If you thought scammers would have a heart and stop their game throughout the activities, think again.
Keeping yourself safe is one of the most important things you can do right now, and that likely means self-isolation, but it also means being aware of what’s being sent your way online and through your phone.
We’re online more than ever at the moment, be it for school, work from home, telehealth, or just plain browsing the web, and scammers are more aware of that than ever, as well, employing scams to get us to hand over money, or just call them back and have it be taken from our bills.
The approach is still largely the same on email, though, but the premise is a little different. Instead of the usual tax scam, cyber criminals are hoping the threat of the COVID-19 coronavirus will be enough to get you to read, and then to act, losing out on money in the process.
We’ve seen a few, and the latest appears to be a fake donation form purporting to be from the World Health Organisation (WHO), requesting a donation for what’s called the “COVID-19 Solidarity Response Fund”, which does appear to exist, just not in this way.
The official Solidarity Response Fund can be found at the WHO’s website, but the one you’re being sent an email of just isn’t right.
Sophos Labs this week received this scam, and like others, you’ll want to pay attention to the email address which isn’t quite right, the Bitcoin donation mechanism (which is hardly consumer friendly), as well as the lack of attention to detail in the words like “donation” which are instead spelled “donationtion”.

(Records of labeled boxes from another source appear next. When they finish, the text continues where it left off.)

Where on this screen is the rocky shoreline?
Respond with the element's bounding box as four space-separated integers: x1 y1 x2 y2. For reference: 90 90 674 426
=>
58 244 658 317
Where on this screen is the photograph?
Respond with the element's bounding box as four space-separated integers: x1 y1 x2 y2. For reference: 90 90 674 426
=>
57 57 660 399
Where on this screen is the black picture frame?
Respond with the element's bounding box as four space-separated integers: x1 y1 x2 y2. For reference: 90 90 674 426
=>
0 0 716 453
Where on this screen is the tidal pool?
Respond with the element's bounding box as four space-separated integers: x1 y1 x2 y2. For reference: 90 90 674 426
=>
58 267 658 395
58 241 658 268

“These emails are fake, but very real looking and take advantage of new and until recently unheard of charitable organisations,” said Chester Wisniewski, Principal Research Scientist at Sophos.

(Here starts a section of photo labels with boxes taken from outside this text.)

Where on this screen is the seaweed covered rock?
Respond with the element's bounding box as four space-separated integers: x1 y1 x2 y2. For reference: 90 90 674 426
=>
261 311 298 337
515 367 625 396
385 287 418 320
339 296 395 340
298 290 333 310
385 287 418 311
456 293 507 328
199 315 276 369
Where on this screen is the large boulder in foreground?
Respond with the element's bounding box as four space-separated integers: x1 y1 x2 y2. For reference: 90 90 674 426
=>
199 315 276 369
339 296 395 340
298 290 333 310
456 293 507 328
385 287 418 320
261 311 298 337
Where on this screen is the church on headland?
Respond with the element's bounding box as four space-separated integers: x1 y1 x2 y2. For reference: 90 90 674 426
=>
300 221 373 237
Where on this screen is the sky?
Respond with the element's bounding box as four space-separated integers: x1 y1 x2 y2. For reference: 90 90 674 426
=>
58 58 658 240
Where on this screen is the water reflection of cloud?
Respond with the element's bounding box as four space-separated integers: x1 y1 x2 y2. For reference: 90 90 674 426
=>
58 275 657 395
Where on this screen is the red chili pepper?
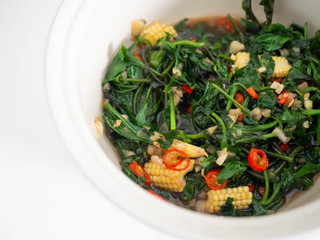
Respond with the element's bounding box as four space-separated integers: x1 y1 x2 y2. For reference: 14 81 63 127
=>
237 112 244 122
162 148 190 171
270 78 282 83
217 17 234 33
248 148 269 172
148 189 166 201
247 86 258 99
206 169 228 190
181 85 193 94
280 143 289 152
234 93 244 105
247 184 255 192
129 161 151 185
133 53 143 62
258 187 264 196
187 106 191 114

“The tell-tale clue is the request for Bitcoin, rather than credit cards or other currency,” he said. “Due to the ability to trace and stop real wire transfers and credit cards, criminals prefer to rely on crypto-currencies to attempt to preserve their anonymity and freedom and the Bitcoin payment request seen here is a sign that something isn’t right about this email. We haven’t seen the novel nature of this attack before – impersonating charities around COVID-19.”

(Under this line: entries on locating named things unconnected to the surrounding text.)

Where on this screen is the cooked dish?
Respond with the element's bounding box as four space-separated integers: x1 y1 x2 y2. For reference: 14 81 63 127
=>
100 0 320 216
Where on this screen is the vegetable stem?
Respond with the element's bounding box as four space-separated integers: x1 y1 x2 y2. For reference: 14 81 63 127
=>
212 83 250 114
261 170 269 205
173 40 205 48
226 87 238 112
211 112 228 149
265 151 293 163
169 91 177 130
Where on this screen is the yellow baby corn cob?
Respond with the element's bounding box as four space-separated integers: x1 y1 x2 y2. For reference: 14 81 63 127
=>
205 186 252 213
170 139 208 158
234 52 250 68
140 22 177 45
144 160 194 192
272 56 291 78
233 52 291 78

It’s not just the scammers sending out coronavirus emails, though, because we’re beginning to see a return for older scams, such as the Wangiri phone scam.
With more of us at our phones at home, it’s not surprising to see this one back, which involves scammers using an international phone number to call once and then hang up. The Japanese translation of “wangiri” is “one and cut”, and that’s crucial to know because this is a scam where callers intentionally call and hang up on the hopes that you’ll call back to find out what you were called for.
Wangiri phone calls are a known way for scammers to make money, and play off our desire to know why we were being called, with international phone numbers not only a great way to convince us that the call was important, but also a great way to charge money. If the call is through an international dialing code you’re not familiar with — and all typically are — it’s likely the scammer is working with one that has a hefty price attached to it, with the scammer likely to keep you on the line for as long as possible to charge up plenty to your account.
While the premise of this scam is typically about keeping you on the line artificially for as long as possible, we wouldn’t be surprised to learn Wangiri scammers are leveraging the COVID-19 coronavirus, and we’ve seen a similar approach in the use of calendar scams lately.
“Any time the public’s interest becomes fixated on a topic, scammers, spammers and malware authors latch on to the news and are determined to find a way to exploit the opportunity,” said Wisniewski.
“We’ve seen this type of activity in the past, but rarely is the whole world so focussed on one thing, making this chance to develop scams a little too good to be true for cybercriminals.”
That means it’s likely to get worse. As more and more countries go on lockdown and online criminals become more aware that an increase population will be on their phones and computers all the time, you can more or less expect the scams to ramp up.
As such, you should always look for the signs.
If you get an email:
- Do you know who the email is from?
Check not just what the name says, but what the email looks like, and work out if it’s really legit. Would a government or major organisation write you from their official domain, or from a random one you’re not familiar with?
- Is there something fishy about the writing?
Scammers like tricking, but they don’t always have attention to detail. Check for poor spelling and grammar, because scammers don’t always think about that.
- Are you being asked to hand over money?
Shock horror: scammers want your money. It’s how they make theirs. But they won’t always use a website, and they can’t just latch onto the official one, so they’ll either ask you to click on a link to take you to a faked website designed to look legit, or give you an untraceable Bitcoin code to use. If you do want to donate to a fund, search for the real one on Google, and see what the search engine turns up. Google is doing a lot of work to make sure the coronavirus results it delivers are legit, which scammers typically won’t be able to compete with.
And if you get a phone call, remember to question if the phone call is from someone you know, or if it just seems out of the blue.
If you don’t know the number, don’t call it back immediately. If it was important, someone would have left a voicemail or will try calling back.
Scammers will do anything to relieve you of money, and to deposit that money into their own bank accounts. It doesn’t matter that the world is in crisis to them, because just lends them the power to abuse that fear.
You can do what you can to not let them take hold of that fear, and pay attention to their moves to make sure they lose out.